ON BALANCE, QUITE COMPETITIVE
Maybe it's time that Bowie Kuhn, who keeps saying the free-agent market is going to destroy baseball's competitive balance, took a look at the major league standings. Destroy competitive balance? The defending champion Yankees and Dodgers are down, traditional have-nots Montreal and Houston are up and, of the four current division leaders, only Baltimore has ever won a pennant—and it last did so eight years ago. The Phillies, who added free agent Pete Rose after winning three straight divisional titles, are mired in fourth place. As Boston Red Sox Manager Don Zimmer notes, "The races are close all the way around, in both leagues."
Zimmer's assessment is borne out by the fact that with the season nearly two-thirds over, most clubs are within at least striking distance of .500. Indeed, only two teams, Oakland and Toronto, can be dismissed. Oakland has been decimated by the free-agent draft, but owner Charlie Finley's recent operation of that franchise is a bewilderingly special case; Baltimore and Minnesota, also stung by free-agent defections, are doing just fine. Toronto is a 2-year-old expansion club that has chosen to rely on young players. There is certainly nothing wrong with that but the Toronto Star suggested in a recent editorial that the Blue Jays might achieve respectability more quickly by also going after free agents.
That was the course followed by California and Texas, onetime weaklings that have become powerful largely by boldly fishing in free-agent waters, thereby increasing competitive balance. Nor have the two clubs necessarily overextended themselves in the process. Buzzie Bavasi, California's executive vice-president, says that the acquisition of free agent Rod Carew has more than paid for itself in season-ticket sales.
Of course, it is still conceivable that, as Kuhn fears, one or two wealthy teams will wind up monopolizing talent. "You've got to wait a couple more years to see," says Dodger President Peter O'Malley. "The dust hasn't settled." But many baseball men privately agree with Bavasi, who says cautiously of Kuhn's alarums on the subject, "it appears right now he may have been wrong."
FIE ON THE FEES
Last year the National Football League began considering a new rule that would have prohibited team owners from holding financial interest in franchises in other major team sports.

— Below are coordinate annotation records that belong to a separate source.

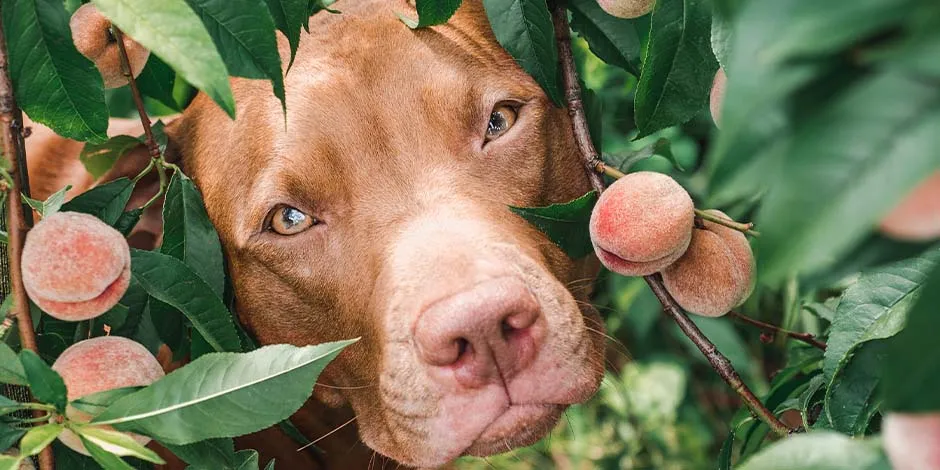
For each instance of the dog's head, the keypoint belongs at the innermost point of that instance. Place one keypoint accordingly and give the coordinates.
(380, 209)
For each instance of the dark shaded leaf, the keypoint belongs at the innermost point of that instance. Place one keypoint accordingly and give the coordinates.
(679, 66)
(53, 83)
(524, 28)
(224, 394)
(613, 39)
(565, 224)
(170, 281)
(172, 31)
(46, 384)
(910, 373)
(243, 32)
(106, 201)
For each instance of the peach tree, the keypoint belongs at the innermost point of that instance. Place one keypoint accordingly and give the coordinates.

Jay Moyer, the NFL's legal counsel, said, "Because we compete with the other leagues for the entertainment dollar, we feel that cross-ownership is a conflict. You don't see Ford people sitting on the board of General Motors, do you?" Lamar Hunt, owner of the Kansas City Chiefs and 90% of the North American Soccer League's Dallas Tornado, was understandably concerned. The proposed rule would have forced him to divest himself of one or the other of his holdings and he didn't like the idea. "I don't think soccer is a threat to the NFL," he said.
If Hunt was unhappy then, he was unhappier still when the NASL, contending that a prohibition against cross-ownership would violate antitrust laws, sued the NFL last fall in the U.S. District Court in New York. The court temporarily enjoined the NFL from adopting the rule, and the case is now heading for trial. As an owner in both leagues, Hunt finds himself on both sides of the suit. He says, "Somebody pointed out to me the other day that I can't lose. But I don't think it's funny. I'm paying 100% of [1/28] of the NFL's legal costs and 90% of [1/24] of the NASL's legal costs." In other words, he can't win, either.
BUSY MOLLY
Molly the Dolphin is cavorting this summer in the aquarium in Hull, Mass., but don't bother taking the kids to see her. The aquarium has been closed to the public since going broke a couple of years ago, and Molly is being prepared for two projects as dramatic as they are hush-hush. If all goes according to plan, she will 1) track down and take pictures of the Loch Ness Monster and 2) help recover sunken treasure off the Florida Keys.